Remove empty subfolders #medium #trie #sort

Intuition

One way to do this in O(n) is to add everything into a Trie, mark the ends, then scan again and exclude path with more than one end.

Another way, is to sort paths, then naturally, every previous path will be parent of the next if it is a substring of it.

Approach

• Trie with keys of a string is faster in my tests then Trie with keys of individual chars (something with string optimizations)

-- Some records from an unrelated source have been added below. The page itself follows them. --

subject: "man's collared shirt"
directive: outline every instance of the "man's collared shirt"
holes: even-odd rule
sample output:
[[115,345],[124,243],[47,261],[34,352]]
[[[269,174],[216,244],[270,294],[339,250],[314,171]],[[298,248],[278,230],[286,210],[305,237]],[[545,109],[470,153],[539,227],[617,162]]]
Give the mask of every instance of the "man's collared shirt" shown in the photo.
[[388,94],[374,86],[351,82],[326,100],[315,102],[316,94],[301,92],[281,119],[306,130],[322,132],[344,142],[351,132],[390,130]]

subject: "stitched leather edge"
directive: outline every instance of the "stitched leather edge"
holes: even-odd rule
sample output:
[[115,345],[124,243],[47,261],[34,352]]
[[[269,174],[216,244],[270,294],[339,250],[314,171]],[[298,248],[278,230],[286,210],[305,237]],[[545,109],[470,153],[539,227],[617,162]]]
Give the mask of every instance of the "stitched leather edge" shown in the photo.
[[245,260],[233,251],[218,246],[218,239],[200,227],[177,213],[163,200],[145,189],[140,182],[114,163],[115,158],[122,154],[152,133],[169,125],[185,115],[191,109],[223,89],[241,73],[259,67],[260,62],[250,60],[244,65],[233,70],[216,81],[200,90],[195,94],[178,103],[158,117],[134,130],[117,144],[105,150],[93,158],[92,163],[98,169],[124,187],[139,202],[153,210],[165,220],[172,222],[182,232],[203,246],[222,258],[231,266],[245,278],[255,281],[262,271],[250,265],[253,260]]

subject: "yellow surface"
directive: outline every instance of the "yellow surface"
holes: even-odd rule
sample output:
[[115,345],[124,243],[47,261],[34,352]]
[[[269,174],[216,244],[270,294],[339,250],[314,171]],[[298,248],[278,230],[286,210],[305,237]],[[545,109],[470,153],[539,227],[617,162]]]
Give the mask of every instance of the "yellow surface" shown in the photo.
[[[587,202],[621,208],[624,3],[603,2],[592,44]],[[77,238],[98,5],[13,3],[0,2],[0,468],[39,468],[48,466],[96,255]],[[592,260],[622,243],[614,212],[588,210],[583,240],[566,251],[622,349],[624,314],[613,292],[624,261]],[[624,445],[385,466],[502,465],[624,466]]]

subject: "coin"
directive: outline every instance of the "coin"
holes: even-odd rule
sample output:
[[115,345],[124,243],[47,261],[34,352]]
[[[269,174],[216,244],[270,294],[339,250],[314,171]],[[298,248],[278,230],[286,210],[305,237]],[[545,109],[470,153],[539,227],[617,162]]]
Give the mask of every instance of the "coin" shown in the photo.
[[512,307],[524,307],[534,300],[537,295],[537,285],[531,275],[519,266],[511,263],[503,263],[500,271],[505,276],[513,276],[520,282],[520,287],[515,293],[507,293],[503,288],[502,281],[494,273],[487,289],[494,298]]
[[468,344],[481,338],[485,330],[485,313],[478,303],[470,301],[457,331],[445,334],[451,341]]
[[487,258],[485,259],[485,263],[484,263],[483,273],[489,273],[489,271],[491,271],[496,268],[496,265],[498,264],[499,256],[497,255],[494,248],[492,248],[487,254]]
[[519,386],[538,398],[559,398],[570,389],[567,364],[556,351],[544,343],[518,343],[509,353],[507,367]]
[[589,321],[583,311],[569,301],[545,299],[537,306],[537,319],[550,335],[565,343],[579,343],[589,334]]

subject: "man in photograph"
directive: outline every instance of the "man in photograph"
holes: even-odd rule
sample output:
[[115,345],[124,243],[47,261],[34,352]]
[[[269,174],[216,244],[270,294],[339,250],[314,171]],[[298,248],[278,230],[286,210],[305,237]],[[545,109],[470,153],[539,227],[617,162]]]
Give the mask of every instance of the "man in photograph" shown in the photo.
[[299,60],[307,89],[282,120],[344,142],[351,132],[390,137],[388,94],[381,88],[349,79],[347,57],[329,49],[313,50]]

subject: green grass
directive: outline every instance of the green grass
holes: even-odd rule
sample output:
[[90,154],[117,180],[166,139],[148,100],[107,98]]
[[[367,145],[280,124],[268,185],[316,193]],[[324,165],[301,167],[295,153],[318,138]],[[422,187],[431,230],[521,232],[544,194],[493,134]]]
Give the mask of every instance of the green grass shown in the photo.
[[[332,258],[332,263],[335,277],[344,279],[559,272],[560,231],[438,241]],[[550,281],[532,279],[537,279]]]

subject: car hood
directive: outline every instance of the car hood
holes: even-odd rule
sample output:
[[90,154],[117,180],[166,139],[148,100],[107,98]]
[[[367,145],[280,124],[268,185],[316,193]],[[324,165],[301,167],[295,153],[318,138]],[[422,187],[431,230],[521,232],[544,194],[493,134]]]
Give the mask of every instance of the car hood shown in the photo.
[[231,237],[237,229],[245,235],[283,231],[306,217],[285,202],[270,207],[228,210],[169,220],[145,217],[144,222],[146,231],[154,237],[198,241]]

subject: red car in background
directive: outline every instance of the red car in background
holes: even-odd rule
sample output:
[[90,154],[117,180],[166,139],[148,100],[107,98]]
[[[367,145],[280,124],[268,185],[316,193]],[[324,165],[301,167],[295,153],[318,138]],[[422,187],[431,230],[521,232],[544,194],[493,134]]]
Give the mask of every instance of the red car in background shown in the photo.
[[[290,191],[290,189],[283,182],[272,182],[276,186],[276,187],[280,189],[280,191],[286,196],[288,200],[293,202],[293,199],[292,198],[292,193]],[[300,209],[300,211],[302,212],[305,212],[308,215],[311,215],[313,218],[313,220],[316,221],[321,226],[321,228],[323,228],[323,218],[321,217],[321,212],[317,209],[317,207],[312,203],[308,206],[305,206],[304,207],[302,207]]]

• the fastest solution for this problem test cases is O(N(logN)), given the bigger constant of the Trie O(N) solution

Complexity

• Time complexity:
  𝑂(𝑛) for Trie, O(nlog(n)) for sort solution

• Space complexity:
  𝑂(𝑛)

Code

    fun removeSubfolders(folder: Array<String>) = buildList<String> {
        folder.sort()
        for (f in folder) if (size < 1 || !f.startsWith(last() + "/")) add(f)
    }

    pub fn remove_subfolders(mut folder: Vec<String>) -> Vec<String> {
        #[derive(Default)] struct Fs(u8, HashMap<String, Fs>);
        let (mut fs, mut res) = (Fs::default(), vec![]);
        for _ in 0..2 { for path in &folder {
            let mut r = &mut fs; let mut count = 0;
            for name in path.split('/').skip(1) {
                r = r.1.entry(name.into()).or_default();
                count += r.0
            }
            if r.0 == 1 && count == 1 { res.push(path.clone()) }
            r.0 = 1
        }}; res
    }

    vector<string> removeSubfolders(vector<string>& folder) {
        sort(begin(folder), end(folder)); vector<string> res;
        for (auto& f: folder) 
            if (!size(res) || f.find(res.back() + "/"))
                res.push_back(f);
        return res;
    }